Alogenní transplantace krvetvorných buněk po režimu s redukovanou intenzitou ve složení busulfan, fludarabin a antithymocytární globulin (ATG Fresenius): dlouhodobé výsledky

Title in English	Long-term results of allogeneic hematopoietic stem cell transplantation after a reduced-intensity conditioning busulfan, fludarabine, and antithymocyte globulin
Authors	BRYCHTOVÁ Yvona KREJČÍ Marta DOUBEK Michael TOMIŠKA Miroslav NAVRÁTIL Milan RÁČIL Zdeněk DVOŘÁKOVÁ Dana HORKÝ Ondřej LENGEROVÁ Martina POSPÍŠILOVÁ Šárka MAYER Jiří
Year of publication	2011
Type	Article in Periodical
Magazine / Source	Transfuze a hematologie dnes
MU Faculty or unit	Faculty of Medicine
Citation
Field	Oncology and hematology
Keywords	reduced-intensity conditioning; fludarabine; busufan; antithymocyte globulin
Description	Reduced-intensity conditioning (RIC) is being widely used for allogeneic stem cell transplantation (SCT).

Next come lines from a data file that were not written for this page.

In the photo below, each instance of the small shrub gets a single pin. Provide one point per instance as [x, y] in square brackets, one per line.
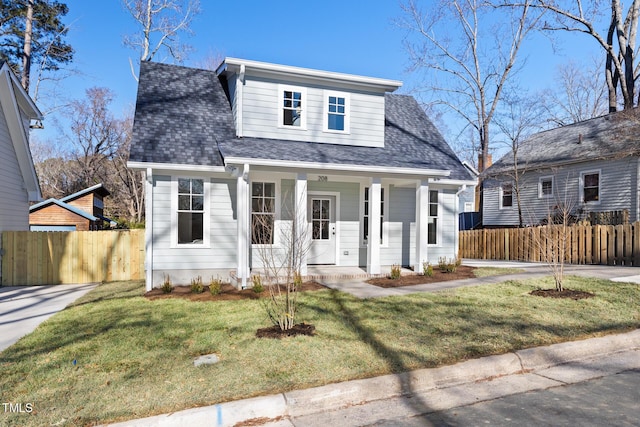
[166, 286]
[297, 281]
[258, 287]
[427, 269]
[449, 265]
[395, 272]
[215, 285]
[196, 285]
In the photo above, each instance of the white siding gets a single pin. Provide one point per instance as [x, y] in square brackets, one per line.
[262, 101]
[14, 205]
[618, 191]
[221, 254]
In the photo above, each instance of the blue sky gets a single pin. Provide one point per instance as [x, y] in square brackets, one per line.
[350, 36]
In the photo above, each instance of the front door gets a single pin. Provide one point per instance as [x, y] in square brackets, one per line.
[322, 227]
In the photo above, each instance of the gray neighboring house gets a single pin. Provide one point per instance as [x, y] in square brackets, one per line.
[227, 153]
[18, 180]
[592, 166]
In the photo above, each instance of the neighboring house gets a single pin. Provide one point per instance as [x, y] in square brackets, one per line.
[18, 179]
[590, 167]
[81, 211]
[233, 156]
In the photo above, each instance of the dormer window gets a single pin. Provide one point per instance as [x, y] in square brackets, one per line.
[292, 111]
[336, 112]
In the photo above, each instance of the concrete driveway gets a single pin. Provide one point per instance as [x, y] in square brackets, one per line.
[23, 308]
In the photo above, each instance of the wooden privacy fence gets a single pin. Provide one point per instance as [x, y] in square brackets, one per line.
[50, 258]
[584, 244]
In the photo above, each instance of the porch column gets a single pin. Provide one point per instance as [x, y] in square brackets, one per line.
[422, 224]
[148, 233]
[301, 241]
[243, 212]
[373, 246]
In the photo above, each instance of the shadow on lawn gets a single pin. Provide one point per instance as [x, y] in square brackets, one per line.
[471, 321]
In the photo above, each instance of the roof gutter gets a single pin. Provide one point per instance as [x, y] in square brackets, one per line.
[338, 167]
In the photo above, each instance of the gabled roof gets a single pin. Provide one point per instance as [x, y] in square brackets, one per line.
[181, 113]
[67, 206]
[14, 101]
[98, 189]
[183, 117]
[611, 136]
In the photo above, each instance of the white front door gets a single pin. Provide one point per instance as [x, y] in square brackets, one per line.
[322, 228]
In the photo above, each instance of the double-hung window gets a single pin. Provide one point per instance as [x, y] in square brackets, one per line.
[365, 219]
[292, 112]
[590, 186]
[190, 216]
[432, 224]
[336, 112]
[506, 196]
[545, 187]
[263, 211]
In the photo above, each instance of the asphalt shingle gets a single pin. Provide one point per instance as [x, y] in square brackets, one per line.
[612, 136]
[183, 117]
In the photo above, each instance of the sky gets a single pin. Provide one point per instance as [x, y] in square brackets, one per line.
[349, 36]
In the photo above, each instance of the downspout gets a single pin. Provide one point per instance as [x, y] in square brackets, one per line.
[638, 192]
[456, 240]
[239, 101]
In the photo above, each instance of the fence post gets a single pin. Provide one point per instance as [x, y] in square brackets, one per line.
[506, 244]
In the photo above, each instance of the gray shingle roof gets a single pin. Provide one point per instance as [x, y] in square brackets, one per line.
[172, 101]
[180, 113]
[612, 136]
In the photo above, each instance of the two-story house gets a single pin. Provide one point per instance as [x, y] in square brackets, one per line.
[234, 157]
[18, 180]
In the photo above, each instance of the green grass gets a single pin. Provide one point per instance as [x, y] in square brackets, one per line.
[135, 357]
[495, 271]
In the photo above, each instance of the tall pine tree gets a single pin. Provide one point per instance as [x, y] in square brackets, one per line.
[32, 32]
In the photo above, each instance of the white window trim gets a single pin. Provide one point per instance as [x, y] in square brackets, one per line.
[501, 196]
[546, 178]
[347, 112]
[385, 216]
[581, 189]
[304, 108]
[277, 238]
[206, 216]
[438, 218]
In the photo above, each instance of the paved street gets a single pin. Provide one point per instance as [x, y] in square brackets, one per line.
[607, 401]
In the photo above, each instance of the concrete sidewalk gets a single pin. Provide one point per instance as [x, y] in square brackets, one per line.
[351, 403]
[359, 288]
[23, 308]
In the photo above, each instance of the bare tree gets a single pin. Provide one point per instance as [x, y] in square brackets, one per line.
[282, 263]
[127, 184]
[519, 118]
[470, 48]
[95, 135]
[582, 94]
[618, 42]
[160, 24]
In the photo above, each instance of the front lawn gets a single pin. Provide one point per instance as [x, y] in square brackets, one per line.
[116, 355]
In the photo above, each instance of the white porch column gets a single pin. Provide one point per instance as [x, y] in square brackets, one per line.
[148, 233]
[422, 220]
[243, 211]
[301, 226]
[373, 246]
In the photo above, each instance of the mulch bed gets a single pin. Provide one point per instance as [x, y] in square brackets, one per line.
[462, 272]
[227, 293]
[565, 293]
[276, 332]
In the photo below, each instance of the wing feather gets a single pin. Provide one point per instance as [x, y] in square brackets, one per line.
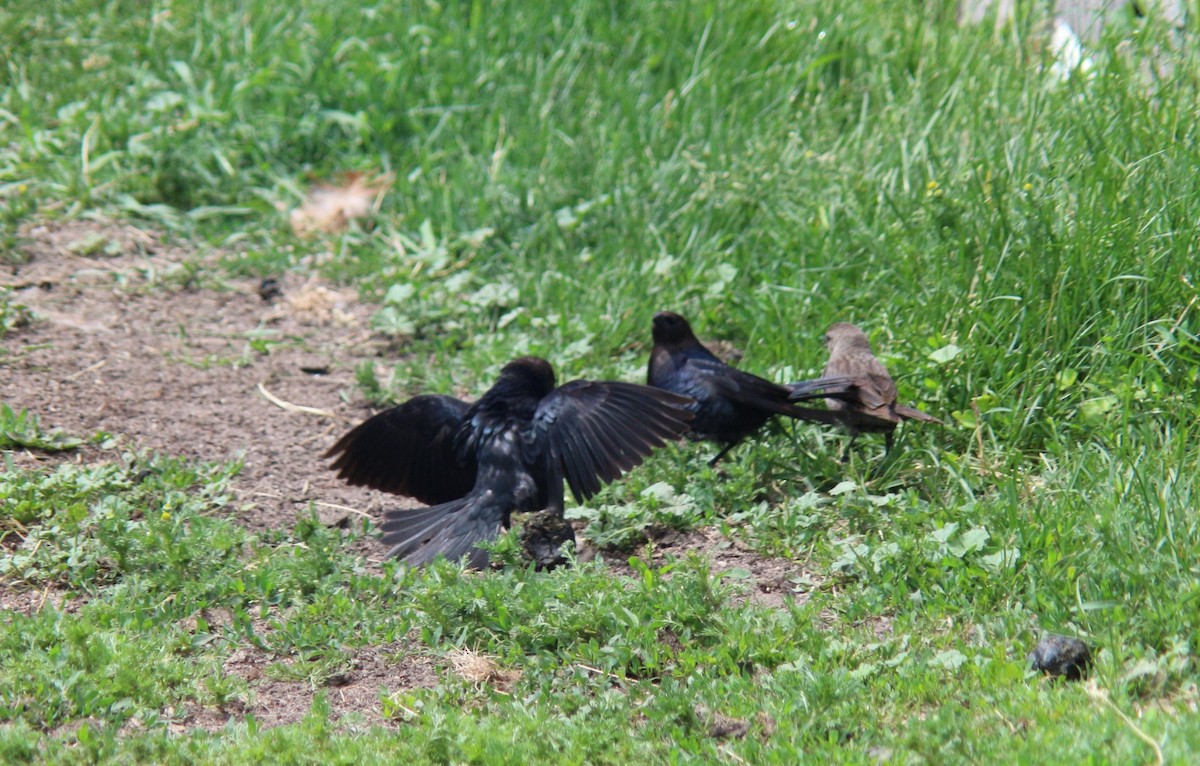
[409, 450]
[597, 431]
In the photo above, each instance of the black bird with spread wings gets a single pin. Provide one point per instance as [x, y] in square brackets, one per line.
[509, 452]
[730, 405]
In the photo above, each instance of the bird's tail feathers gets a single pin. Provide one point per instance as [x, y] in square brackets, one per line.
[912, 413]
[451, 530]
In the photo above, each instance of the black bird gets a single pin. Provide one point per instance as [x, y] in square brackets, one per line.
[859, 390]
[730, 405]
[509, 452]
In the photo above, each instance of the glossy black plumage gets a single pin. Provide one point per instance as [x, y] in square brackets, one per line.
[509, 452]
[730, 405]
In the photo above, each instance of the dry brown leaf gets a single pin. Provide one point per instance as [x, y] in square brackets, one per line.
[481, 669]
[330, 208]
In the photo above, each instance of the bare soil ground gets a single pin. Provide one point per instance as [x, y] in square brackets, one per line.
[151, 342]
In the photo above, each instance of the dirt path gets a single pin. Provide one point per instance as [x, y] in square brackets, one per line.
[136, 340]
[125, 346]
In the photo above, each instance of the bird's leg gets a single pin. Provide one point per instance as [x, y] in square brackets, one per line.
[712, 464]
[845, 453]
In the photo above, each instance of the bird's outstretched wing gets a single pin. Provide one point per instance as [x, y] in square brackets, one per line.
[592, 432]
[409, 450]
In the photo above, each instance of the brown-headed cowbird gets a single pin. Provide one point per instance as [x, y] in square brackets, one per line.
[509, 452]
[730, 405]
[858, 388]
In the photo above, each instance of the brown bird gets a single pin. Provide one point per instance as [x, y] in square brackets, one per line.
[858, 388]
[730, 405]
[509, 452]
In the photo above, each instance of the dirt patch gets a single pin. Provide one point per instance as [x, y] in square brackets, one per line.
[766, 581]
[129, 345]
[150, 342]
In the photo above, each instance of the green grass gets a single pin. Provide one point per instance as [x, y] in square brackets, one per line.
[1020, 252]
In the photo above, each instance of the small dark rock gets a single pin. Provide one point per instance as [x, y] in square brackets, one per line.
[1061, 656]
[269, 288]
[543, 537]
[721, 726]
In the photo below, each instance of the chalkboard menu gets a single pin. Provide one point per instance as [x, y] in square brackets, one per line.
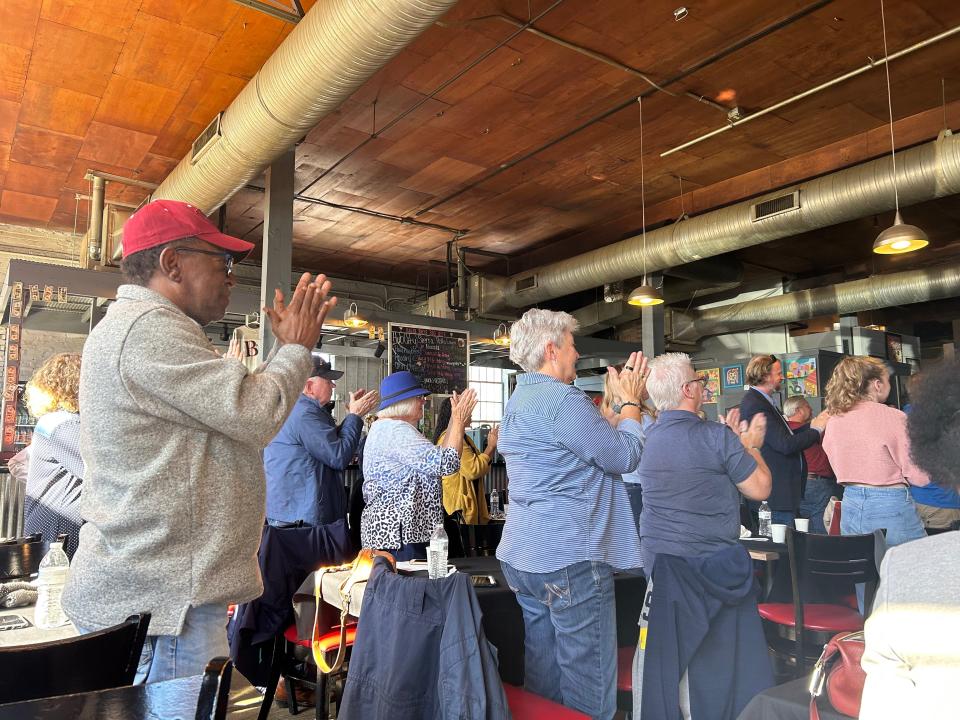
[437, 356]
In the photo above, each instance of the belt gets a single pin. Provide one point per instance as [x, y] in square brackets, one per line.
[878, 487]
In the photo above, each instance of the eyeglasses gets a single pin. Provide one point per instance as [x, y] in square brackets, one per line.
[227, 257]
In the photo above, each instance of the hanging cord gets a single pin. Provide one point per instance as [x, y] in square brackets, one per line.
[893, 149]
[643, 204]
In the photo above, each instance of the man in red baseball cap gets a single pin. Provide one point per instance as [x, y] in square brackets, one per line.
[171, 436]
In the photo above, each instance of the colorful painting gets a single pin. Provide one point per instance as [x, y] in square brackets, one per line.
[711, 390]
[733, 376]
[801, 374]
[894, 347]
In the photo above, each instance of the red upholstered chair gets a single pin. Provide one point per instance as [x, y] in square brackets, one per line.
[290, 652]
[527, 706]
[797, 631]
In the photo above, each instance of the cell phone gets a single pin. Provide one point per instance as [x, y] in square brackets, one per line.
[13, 622]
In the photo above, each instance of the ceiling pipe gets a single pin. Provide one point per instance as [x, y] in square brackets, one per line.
[872, 293]
[812, 91]
[924, 173]
[95, 227]
[333, 50]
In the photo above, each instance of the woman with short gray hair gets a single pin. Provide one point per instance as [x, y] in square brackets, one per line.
[570, 523]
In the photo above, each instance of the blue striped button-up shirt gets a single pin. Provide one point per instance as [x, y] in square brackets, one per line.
[567, 501]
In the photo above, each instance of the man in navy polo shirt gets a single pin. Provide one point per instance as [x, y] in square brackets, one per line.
[692, 471]
[305, 461]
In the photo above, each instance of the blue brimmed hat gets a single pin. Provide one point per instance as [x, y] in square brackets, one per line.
[399, 386]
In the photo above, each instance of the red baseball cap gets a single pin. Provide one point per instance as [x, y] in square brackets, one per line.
[164, 221]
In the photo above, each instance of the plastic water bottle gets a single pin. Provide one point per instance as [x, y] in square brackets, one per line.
[765, 516]
[439, 545]
[50, 583]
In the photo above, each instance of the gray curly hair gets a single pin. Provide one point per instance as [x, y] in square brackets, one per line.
[530, 334]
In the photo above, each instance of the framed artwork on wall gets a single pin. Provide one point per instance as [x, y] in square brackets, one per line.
[732, 376]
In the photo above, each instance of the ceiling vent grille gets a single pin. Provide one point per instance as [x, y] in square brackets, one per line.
[776, 206]
[206, 139]
[526, 283]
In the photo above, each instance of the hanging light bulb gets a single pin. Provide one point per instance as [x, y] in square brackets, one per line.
[353, 318]
[899, 238]
[501, 336]
[645, 295]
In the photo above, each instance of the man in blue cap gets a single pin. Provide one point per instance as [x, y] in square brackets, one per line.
[305, 461]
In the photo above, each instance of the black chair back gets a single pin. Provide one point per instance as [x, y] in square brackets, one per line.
[96, 661]
[841, 561]
[20, 558]
[215, 690]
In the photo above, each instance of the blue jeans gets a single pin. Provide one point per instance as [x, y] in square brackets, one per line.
[865, 509]
[571, 637]
[815, 498]
[165, 657]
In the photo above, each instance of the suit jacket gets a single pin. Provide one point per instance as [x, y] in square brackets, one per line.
[782, 451]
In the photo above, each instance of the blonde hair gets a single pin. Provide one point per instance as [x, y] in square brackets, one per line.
[850, 380]
[610, 399]
[55, 386]
[759, 368]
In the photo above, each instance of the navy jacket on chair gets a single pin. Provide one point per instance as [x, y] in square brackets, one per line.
[704, 621]
[782, 451]
[421, 653]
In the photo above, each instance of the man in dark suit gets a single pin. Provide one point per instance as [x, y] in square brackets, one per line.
[782, 447]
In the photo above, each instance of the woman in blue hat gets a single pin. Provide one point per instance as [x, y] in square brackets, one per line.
[403, 470]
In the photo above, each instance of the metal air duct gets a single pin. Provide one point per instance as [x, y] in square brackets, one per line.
[924, 172]
[872, 293]
[336, 47]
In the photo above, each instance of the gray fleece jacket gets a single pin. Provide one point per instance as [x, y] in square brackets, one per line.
[174, 490]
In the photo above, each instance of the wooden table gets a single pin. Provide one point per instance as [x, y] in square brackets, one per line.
[169, 700]
[768, 552]
[32, 635]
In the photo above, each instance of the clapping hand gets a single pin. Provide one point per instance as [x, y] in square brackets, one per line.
[630, 383]
[362, 402]
[301, 321]
[461, 406]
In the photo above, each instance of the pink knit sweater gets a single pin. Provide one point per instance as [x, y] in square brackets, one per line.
[869, 445]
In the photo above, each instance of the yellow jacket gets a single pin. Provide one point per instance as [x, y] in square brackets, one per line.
[463, 490]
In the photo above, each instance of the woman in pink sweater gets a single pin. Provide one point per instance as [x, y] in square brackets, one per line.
[868, 447]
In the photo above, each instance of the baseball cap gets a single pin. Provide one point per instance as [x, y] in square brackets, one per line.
[163, 221]
[321, 368]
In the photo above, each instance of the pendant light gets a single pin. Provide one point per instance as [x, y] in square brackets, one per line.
[900, 237]
[353, 318]
[645, 295]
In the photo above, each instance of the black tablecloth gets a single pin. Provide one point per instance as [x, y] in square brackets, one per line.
[167, 700]
[789, 701]
[503, 619]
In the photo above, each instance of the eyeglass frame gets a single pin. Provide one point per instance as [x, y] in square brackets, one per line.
[228, 258]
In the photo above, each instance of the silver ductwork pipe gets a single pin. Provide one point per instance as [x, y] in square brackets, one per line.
[872, 293]
[924, 172]
[335, 48]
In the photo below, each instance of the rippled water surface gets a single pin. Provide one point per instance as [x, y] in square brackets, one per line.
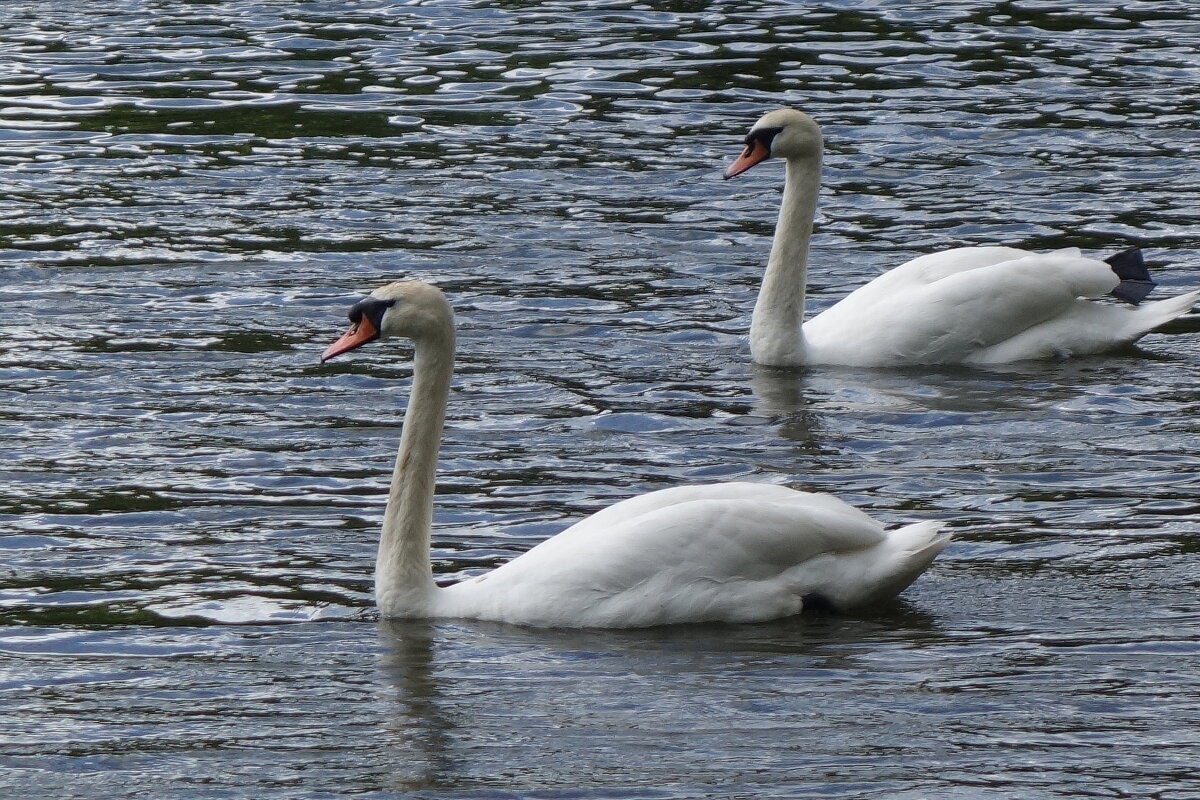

Here we present our long-term experience with RIC regimen consisting of fludarabine (6x30 mg/m2), busulfan (2x4 mg/kg) and antithymocyte globulin (ATG Fresenius, 4x10 mg/kg) (Flu-Bu-ATG) at cohort of 71 patients (pts) with various hematological malignancies, 65 pts had unrelated donor, 6 related donor. Patients were transplanted in period 1998-2008, aim of our work was to evaluate effectivity and toxicity of RIC Flu-Bu-ATG. Median age was 50 years. Overall response rate was 87%; 83% of pts achieved complete and 4% partial response. The incidence of acute and chronic GVHD was 35% and 52%. The cumulative incidence of non-relapse mortality after 1 year and 4 years were 8% and 14%, respectively. With median follow-up of 55.0 months after SCT, 2- and 4-year event-free survival (EFS) was 49.0% and 40.3%, overall survival (OS) was 73.2% and 62.6%. Gender, age at SCT, type of donor, disease status at SCT, previous autologous transplantation, achievement of complete chimerism to day +100 did not significantly influence EFS and OS. On multivariate analysis, no presence of chronic GVHD (p = 0.029, HR:2.5), other diagnosis than CML (p = 0.018, HR:4.6) and dose of CD34+ cells lower than 5x106/kg (p = 0.010, HR:2.8) are statistically significant for shorter OS. In conclusion, the Flu-Bu-ATG protocol can be considered as a RIC regimen combining effective disease control and acceptable toxicity profil.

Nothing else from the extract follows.